03.11.1936 – 30.07.1937 Kapitänleutnant Hermann Michahelles
00.00.1937 – 00.00.1937 Kapitänleutnant Hans-Rudolf Rösing
00.08.1937 - 00.08.1937 Oberleutnant zur See Otto Kretschmer
01.09.1937 – 29.11.1939 Kapitänleutnant Werner Lott

FLOTTILLEN


03.11.1936 – 31.08.1939 Einsatzboot U-Flottille SALTZWEDEL
01.09.1939 – 29.11.1939 Frontboot U-Flottille SALTZWEDEL

DIE UNTERNEHMUNGEN

VORKRIEGSUNTERNEHMUNG


11.01.1937 - Wilhelmshaven - - - - - - - - 03.02.1937 - Wilhelmshaven

U 35, unter Kapitänleutnant Hermann Michahelles, lief am 11.01.1937 von Wilhelmshaven aus. Das Boot, machte auf dieser Unternehmung, einen Flottenbesuch auf den Azorischen Inseln in Ponta Delgada. Nach 24 Tagen, lief U 35 am 03.02.1937 wieder in Wilhelmshaven ein.

VORKRIEGSUNTERNEHMUNG


08.04.1937 - Wilhelmshaven - - - - - - - - 13.04.1937 - Arosa

13.05.1937 - Arosa - - - - - - - - 17.05.1937 - Wilhelmshaven

U 35, unter Kapitänleutnant Hermann Michahelles, lief am 08.04.1937 von Wilhelmshaven aus. Das Boot nahm, im Spanischen Bürgerkrieg, an der Seeüberwachung vor der Küste Spaniens, vor Arosa, teil. Nach 40 Tagen, lief U 35 am 17.05.1937 wieder in Wilhelmshaven ein.

VORKRIEGSUNTERNEHMUNG


05.02.1938 - Wilhelmshaven - - - - - - - - 09.02.1938 - El Ferrol

10.04.1938 - Cádiz - - - - - - - - 15.04.1938 - Wilhelmshaven

U 35, unter Kapitänleutnant Werner Lott, lief am 05.02.1938 von Wilhelmshaven aus. Das Boot nahm, im Spanischen Bürgerkrieg, an der Seeüberwachung vor der Küste Spaniens teil. Das Boot diente außerdem, in Ceuta, als Wahllokal bei der Abstimmung der Österreicher über den Anschluß an das Deutsche Reich.

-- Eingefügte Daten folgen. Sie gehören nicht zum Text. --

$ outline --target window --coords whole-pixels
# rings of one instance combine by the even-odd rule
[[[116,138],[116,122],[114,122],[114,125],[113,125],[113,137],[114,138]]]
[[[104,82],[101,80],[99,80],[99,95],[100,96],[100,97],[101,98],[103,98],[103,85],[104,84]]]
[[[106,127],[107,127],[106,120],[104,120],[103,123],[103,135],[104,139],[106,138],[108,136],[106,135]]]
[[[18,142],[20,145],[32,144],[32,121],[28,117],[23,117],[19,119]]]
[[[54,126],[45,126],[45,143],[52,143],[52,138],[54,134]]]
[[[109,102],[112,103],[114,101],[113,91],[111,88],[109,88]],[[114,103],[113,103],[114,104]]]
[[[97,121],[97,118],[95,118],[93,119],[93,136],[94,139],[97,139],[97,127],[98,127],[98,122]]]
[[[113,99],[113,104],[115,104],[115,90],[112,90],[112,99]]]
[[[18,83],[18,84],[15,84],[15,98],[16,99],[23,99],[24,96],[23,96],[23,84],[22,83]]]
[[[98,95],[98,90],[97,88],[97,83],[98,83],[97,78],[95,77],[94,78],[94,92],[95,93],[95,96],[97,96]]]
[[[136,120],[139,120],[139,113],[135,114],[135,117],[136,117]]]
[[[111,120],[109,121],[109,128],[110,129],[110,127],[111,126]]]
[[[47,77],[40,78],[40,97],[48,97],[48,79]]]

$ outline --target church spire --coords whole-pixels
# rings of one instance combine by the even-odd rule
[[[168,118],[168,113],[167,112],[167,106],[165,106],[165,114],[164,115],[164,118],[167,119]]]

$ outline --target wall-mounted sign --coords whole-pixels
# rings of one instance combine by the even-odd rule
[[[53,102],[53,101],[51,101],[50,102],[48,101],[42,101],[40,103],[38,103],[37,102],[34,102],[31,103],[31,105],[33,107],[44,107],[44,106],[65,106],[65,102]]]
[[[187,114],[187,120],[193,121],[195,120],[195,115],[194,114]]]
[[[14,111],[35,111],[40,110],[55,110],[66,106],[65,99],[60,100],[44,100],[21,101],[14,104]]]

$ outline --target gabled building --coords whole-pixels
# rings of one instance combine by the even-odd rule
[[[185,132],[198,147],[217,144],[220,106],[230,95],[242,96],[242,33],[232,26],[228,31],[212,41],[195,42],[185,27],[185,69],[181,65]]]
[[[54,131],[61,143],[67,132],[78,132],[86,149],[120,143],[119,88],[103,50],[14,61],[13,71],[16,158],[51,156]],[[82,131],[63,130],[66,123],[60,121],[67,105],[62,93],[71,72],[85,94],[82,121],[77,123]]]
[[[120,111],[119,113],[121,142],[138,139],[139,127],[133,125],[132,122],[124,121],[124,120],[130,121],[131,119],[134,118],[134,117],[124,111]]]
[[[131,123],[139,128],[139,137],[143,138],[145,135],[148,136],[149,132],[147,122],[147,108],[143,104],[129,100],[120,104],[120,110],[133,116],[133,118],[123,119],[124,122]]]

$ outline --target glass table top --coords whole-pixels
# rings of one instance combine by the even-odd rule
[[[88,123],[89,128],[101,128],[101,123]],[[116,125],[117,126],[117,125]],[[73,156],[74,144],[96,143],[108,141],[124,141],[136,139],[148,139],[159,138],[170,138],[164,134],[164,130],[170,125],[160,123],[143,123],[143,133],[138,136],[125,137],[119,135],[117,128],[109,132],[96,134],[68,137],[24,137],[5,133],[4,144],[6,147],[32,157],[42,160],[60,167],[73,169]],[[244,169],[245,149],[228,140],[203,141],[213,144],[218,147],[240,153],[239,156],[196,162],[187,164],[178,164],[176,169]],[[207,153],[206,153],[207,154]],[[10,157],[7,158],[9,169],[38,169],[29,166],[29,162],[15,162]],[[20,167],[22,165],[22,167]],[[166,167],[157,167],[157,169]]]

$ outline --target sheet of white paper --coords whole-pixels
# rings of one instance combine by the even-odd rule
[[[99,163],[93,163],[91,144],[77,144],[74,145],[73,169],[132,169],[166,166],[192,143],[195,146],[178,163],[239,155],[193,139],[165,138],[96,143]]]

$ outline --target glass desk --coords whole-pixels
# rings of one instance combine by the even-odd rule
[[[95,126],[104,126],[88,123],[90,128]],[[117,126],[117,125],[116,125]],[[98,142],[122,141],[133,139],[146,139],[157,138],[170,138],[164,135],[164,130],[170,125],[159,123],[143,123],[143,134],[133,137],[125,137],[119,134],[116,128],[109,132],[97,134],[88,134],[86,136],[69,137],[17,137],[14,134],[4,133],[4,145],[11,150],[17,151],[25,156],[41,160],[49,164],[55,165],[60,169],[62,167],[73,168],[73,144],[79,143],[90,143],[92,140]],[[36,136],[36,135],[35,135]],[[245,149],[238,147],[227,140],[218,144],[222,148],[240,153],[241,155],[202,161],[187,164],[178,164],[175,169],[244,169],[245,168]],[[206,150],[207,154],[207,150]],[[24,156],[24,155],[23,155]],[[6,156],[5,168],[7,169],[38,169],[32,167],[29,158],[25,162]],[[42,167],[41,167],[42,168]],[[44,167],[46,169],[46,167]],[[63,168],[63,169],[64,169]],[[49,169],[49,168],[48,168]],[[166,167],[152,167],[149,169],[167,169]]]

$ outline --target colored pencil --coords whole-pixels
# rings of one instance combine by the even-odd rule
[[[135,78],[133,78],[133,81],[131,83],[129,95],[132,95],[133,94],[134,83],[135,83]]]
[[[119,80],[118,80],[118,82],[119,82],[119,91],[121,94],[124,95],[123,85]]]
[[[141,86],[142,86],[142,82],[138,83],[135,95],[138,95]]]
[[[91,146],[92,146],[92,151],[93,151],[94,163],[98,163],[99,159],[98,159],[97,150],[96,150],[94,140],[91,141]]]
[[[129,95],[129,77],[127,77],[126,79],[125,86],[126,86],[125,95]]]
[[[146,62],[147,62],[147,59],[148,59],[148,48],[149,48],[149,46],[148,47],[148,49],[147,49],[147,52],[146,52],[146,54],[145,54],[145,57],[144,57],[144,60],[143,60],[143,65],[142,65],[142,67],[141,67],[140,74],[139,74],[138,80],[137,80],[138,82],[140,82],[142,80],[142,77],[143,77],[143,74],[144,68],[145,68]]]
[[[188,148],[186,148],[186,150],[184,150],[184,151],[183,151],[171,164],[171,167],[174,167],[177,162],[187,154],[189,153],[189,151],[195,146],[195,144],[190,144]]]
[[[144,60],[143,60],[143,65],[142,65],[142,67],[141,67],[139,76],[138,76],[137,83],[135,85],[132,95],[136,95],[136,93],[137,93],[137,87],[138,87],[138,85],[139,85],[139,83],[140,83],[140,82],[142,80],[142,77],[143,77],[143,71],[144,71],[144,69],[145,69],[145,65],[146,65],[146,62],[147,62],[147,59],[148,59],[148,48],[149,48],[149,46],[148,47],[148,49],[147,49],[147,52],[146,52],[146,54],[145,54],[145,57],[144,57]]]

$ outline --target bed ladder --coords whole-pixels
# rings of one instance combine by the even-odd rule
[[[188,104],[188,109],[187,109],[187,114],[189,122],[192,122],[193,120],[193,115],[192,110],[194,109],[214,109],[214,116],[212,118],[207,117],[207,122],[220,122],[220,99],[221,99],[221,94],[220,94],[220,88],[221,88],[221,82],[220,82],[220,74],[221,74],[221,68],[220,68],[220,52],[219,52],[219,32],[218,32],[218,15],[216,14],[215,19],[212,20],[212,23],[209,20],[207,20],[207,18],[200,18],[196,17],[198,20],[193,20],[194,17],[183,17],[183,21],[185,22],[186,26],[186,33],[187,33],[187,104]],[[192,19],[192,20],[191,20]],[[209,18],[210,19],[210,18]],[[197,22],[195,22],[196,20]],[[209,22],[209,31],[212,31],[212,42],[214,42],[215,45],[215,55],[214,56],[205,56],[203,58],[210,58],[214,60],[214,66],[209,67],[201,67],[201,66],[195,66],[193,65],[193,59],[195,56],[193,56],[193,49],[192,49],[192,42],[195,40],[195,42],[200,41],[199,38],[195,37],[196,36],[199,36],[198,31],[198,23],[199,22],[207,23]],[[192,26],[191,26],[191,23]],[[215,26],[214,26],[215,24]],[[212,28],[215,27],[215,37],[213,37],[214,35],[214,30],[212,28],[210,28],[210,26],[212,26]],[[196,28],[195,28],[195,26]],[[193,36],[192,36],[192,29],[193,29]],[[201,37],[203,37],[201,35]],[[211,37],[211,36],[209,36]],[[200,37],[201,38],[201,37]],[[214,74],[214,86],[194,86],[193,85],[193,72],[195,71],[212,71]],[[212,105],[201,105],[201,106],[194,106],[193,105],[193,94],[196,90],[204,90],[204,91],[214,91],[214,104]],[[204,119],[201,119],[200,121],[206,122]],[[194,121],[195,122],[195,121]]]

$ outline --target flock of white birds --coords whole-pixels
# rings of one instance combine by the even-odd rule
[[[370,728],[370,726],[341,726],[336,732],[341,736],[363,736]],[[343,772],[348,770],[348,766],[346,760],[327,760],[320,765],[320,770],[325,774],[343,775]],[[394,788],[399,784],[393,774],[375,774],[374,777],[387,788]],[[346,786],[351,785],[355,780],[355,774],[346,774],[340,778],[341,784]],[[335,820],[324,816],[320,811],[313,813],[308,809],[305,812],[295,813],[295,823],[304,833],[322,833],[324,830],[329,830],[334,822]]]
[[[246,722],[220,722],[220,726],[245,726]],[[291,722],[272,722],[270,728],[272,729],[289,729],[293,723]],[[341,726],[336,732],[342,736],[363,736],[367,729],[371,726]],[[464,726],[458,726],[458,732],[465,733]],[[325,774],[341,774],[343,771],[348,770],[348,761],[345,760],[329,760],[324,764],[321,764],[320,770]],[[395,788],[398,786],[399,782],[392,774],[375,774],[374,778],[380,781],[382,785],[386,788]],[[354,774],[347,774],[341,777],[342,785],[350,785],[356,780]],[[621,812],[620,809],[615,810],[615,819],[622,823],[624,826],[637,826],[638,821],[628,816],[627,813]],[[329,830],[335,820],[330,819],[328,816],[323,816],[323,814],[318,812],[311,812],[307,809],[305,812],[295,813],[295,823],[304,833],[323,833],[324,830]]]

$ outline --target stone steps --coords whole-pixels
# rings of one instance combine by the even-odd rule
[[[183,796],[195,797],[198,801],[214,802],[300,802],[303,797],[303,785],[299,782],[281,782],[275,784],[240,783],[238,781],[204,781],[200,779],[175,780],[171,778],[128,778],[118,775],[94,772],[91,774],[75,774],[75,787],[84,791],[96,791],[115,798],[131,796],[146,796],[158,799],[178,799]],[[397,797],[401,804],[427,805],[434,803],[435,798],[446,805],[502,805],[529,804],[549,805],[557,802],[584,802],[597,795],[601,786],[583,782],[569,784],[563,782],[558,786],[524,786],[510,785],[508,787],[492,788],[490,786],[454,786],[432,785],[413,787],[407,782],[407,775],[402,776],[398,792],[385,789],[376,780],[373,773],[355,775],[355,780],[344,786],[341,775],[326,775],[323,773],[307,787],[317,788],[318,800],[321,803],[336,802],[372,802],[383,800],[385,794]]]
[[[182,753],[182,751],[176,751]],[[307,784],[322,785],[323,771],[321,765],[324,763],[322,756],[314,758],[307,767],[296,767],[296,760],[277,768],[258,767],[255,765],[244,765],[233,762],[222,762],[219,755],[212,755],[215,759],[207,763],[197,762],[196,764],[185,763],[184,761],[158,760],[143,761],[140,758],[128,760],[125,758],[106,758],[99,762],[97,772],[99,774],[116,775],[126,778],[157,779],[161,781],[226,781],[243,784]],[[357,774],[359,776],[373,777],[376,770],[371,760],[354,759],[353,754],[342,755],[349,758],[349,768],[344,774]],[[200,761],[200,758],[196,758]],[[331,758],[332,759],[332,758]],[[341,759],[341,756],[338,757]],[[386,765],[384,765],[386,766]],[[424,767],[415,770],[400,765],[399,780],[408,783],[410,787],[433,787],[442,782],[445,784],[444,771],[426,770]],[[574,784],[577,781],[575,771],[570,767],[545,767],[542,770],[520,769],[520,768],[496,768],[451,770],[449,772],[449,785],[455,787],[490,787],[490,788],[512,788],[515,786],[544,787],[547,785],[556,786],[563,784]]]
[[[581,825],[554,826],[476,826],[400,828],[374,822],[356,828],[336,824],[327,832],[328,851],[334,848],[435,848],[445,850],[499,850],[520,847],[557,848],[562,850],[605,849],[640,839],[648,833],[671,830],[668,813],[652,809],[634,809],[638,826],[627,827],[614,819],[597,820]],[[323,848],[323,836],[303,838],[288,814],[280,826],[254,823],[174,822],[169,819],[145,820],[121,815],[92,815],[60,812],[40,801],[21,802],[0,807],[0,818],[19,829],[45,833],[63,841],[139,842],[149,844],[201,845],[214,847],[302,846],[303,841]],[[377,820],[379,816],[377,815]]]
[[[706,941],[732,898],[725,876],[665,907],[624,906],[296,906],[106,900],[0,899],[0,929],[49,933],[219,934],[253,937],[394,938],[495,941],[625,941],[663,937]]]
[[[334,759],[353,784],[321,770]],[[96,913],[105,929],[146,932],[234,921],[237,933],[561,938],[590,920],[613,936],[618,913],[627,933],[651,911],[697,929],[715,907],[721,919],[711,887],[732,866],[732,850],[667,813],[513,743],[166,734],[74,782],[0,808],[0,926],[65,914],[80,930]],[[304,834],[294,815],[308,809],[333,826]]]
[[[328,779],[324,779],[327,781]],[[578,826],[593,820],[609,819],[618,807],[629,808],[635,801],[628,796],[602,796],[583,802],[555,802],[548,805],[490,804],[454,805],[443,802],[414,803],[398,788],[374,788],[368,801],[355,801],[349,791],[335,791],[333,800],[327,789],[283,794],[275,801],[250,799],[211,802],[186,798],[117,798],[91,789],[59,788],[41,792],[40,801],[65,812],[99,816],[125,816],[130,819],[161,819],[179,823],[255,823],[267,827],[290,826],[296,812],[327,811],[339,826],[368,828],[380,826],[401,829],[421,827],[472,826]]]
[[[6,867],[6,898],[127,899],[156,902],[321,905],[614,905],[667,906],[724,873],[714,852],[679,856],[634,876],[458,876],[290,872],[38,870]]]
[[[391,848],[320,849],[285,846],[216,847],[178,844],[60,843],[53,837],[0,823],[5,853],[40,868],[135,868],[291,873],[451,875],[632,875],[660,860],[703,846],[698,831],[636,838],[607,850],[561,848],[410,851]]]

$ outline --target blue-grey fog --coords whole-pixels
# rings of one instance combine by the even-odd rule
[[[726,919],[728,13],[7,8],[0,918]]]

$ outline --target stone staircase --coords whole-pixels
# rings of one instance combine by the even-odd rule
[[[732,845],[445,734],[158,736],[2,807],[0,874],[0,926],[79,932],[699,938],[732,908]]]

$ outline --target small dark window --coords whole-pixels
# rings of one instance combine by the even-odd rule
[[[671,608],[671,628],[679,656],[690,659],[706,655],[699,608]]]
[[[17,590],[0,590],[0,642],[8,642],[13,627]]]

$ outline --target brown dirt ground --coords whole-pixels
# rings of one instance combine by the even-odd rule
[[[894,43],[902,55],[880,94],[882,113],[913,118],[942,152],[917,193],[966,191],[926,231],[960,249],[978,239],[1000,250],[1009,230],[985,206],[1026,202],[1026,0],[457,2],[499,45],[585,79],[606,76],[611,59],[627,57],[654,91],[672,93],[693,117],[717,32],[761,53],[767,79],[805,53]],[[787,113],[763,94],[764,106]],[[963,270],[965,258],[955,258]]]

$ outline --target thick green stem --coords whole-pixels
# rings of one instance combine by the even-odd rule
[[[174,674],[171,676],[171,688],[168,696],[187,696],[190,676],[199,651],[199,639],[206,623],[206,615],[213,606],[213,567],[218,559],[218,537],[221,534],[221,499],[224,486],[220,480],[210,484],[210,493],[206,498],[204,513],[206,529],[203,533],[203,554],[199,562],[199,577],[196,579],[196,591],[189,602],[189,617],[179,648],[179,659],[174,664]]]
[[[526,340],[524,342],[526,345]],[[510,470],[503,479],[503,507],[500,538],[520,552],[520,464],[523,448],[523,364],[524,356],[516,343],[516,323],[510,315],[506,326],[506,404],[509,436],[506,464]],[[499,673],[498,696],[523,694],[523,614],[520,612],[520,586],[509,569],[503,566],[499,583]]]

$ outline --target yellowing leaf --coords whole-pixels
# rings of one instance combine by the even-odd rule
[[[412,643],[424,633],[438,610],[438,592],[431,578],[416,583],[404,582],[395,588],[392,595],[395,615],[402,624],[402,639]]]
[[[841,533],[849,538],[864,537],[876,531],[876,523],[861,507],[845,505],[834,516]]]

Nach 70 Tagen, lief U 35 am 15.04.1937 wieder in Wilhelmshaven ein.

VORKRIEGSUNTERNEHMUNG


01.12.1938 - Wilhelmshaven - - - - - - - - 05.01.1939 - Wilhelmshaven

U 35, unter Kapitänleutnant Werner Lott, lief am 01.12.1938 von Wilhelmshaven aus. Das Boot führte, zwischen Portugal und den Azorischen Inseln, Tauch- und Geleitübungen mit U 29 und U 34 durch. Nach 35 Tagen, lief U 35 am 05.01.1939 wieder in Wilhelmshaven ein.

VERLEGUNGSFAHRT


24.08.1939 – Neustadt - - - - - - - - 26.08.1939 – Memel

27.08.1939 – Memel - - - - - - - - 01.09.1939 – Kiel

U 35, unter Kapitänleutnant Werner Lott, lief am 24.08.1939 von Neustadt aus. Das Boot verlegte, zusammen mit U 31 und U 32, zur Vorbereitung auf den drohenden Kriegsausbruch, nach Memel. Am 01.09.1939 lief U 35 in Memel ein. Dort nahm es an der Überwachung des Dampferverkehrs in der Ostsee und der Danziger Bucht teil und verlegte anschließend wieder nach Kiel.

Chronik 24.08.1939 – 01.09.1939:

24.08.1939 - 25.08.1939 - 26.08.1939 - 27.08.1939 - 28.08.1939 - 29.08.1939 - 30.08.1939 - 31.08.1939 - 01.09.1939

VERLEGUNGSFAHRT


02.09.1939 - Kiel - - - - - - - - 03.09.1939 - Wilhelmshaven

U 35, unter Kapitänleutnant Werner Lott, lief am 02.09.1939 von Kiel aus. Das Boot verlegte, durch den Kaiser Wilhelm Kanal, in die Werft nach Wilhelmshaven. Am 03.09.1939 lief U 35 in Wilhelmshaven ein.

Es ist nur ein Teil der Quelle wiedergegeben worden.